Dwight Howard can't stand the Heat and he can't stand "the Decision." After all the decision was a narcissistic, self promoting, one hour montage of LeBron James leaving Cleveland, right? He can't stand the way things went down. He poked fun at James several times during the offseason, cracking jokes about him and more recently saying he'd never consider going to the Heat. Players don't like Miami's attempt to "skip the process" and jump straight into a realm of glory only reserved for those who've paid their dues. No one wants Miami in that conversation.

Enter competition.

The Knicks responded by nabbing Carmelo Anthony and creating a duet on Broadway. Chris Paul and Dwight Howard are both looking for greener pastures in hopes of joining new Big 3s.

Now, the whole premise of today's game is built around having multiple stars on one team, and while that will essentially wipe out the middle class of the NBA, the games between the star-hoarding franchises will go down in the books.

In a way, it's similar to the Golden Age. No one-star team had a real shot of winning the NBA Finals, not if you had to go through the likes of Isaiah Thomas and Joe Dumars, of Magic, Kareem, and Worthy, of Bird, Parish, and McHale, or of Jordan, Pippen, and Grant (Rodman). Dominique Wilkins wasn't going to will the Hawks through that whole plethora of mega-starred teams. That's why the closest he ever got was pushing the Celtics to a classic Game 7 in 1988 (who knows what would have happened if that Rivers block wasn't called goaltending) where Atlanta fell in the Eastern Conference semis.

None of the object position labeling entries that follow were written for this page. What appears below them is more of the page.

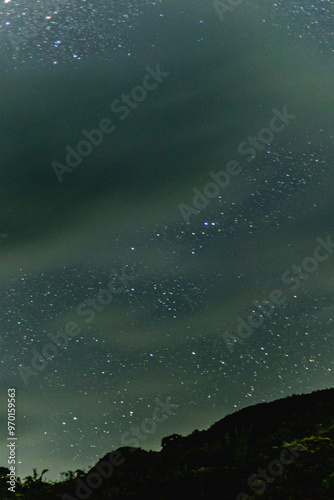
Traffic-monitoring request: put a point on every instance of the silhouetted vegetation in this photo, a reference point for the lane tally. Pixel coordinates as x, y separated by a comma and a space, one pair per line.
279, 450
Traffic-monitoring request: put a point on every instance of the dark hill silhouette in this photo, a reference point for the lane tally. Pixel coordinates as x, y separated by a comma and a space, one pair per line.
278, 450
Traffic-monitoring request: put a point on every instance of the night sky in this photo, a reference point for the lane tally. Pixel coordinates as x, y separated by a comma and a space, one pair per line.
182, 273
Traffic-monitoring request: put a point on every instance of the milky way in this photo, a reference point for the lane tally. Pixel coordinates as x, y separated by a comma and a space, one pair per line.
166, 326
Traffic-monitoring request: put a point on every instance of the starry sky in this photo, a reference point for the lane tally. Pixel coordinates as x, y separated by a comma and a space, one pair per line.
178, 284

The similarities stack up between what we're seeing now and the time of old. Still, it won't be the same. Nothing will measure up to the Golden Age.

Why? Because the game is so physically oriented now. It's about strength, speed, and force. Sure, you could use Dwight Howard's left shoulder as a bed, but call me when he works a dream shake like Hakeem. Call me the next time you see a skinny white guy (that's you Kevin McHale) dominate the low post by actually breaking out a killer drop step and working his post moves like it's nobody's business. I'll never see a 6'7" man average 17 rebounds per game in this era. Why? Because now if you give that nice, little necessary nudge that gives you the rebound, it's a foul (that and the fact there will never be another Dennis Rodman).

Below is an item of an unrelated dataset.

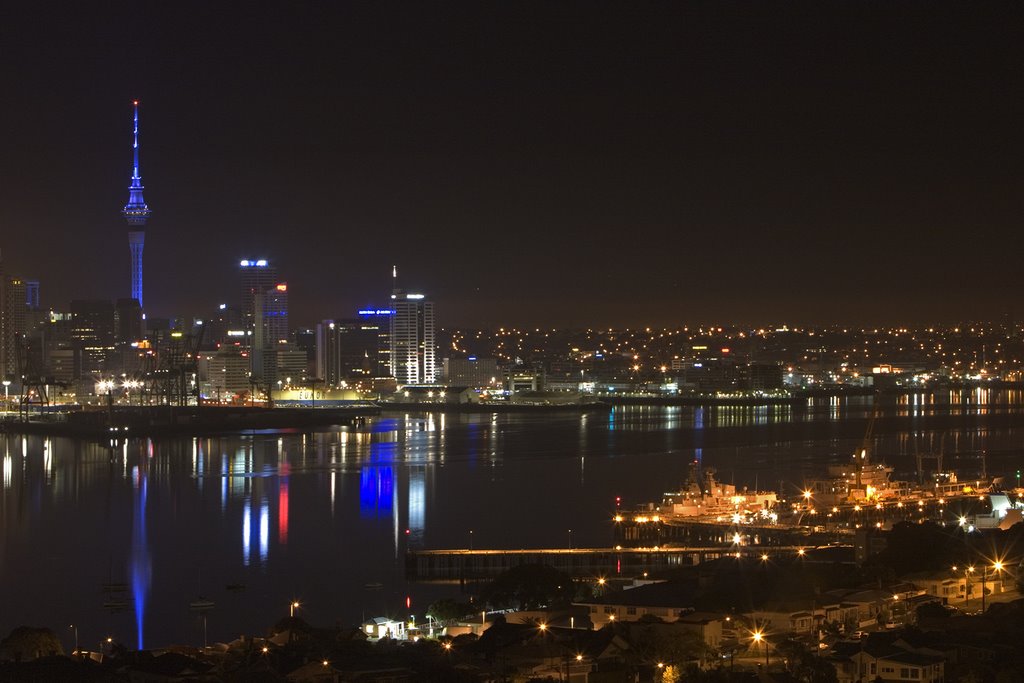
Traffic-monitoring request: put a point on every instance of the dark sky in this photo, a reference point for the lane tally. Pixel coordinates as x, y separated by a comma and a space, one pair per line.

If this insipid lockout ever ends, the basketball we see will be dazzling. We'll see acrobats fly over Timofey Mozgov (oh wait, that's Blake Griffin), we'll see LeBron steamroll four people and still finish at the rim, and we'll see Durant put that lanky body to use by torching the opposition.

No matter what we see though, it'll pale in comparison to Magic dishing it to Kareem. It'll pale in comparison to Bird drawing that double team and dishing it to McHale. Maybe I'm just thinking in an outdated sense of mind, but I don't care. The pure skill displayed by the likes of Magic, Kareem and Isaiah was really a sight to behold.

Their skill sets are now the basic framework for the development of the modern player, but it's for their development once they get to the NBA, and that's the sad thing. From the beginning of their playing days in the modern era, players are picked to make AAU teams off of sheer athleticism. They use that to succeed. Once they get to the NBA, they've been living off of their physical gifts the whole time, and only then do they realize that in order to compete at the NBA level, there must be a specific skill set.  In the 80s and 90s, basketball was at it's purest form: fundamentals, heart, and the personalities to tag along. 

The stars are unquestionably bigger and better in the Modern Era. I'm sure if you pit Dwight Howard in his prime vs. Kareem in his prime, Howard would just out muscle him. I'm sure if you let Derrick Rose and Isaiah Thomas play one on one, Rose would spawn over him and onto the rim. I know that that the athletes of today are superior, but that doesn't mean the game is.

We may be embarking upon the 2nd Golden Age in NBA History (once the lockout ends), but don't let a return of insanely riveting basketball make you lose sight of the very era it's modeling.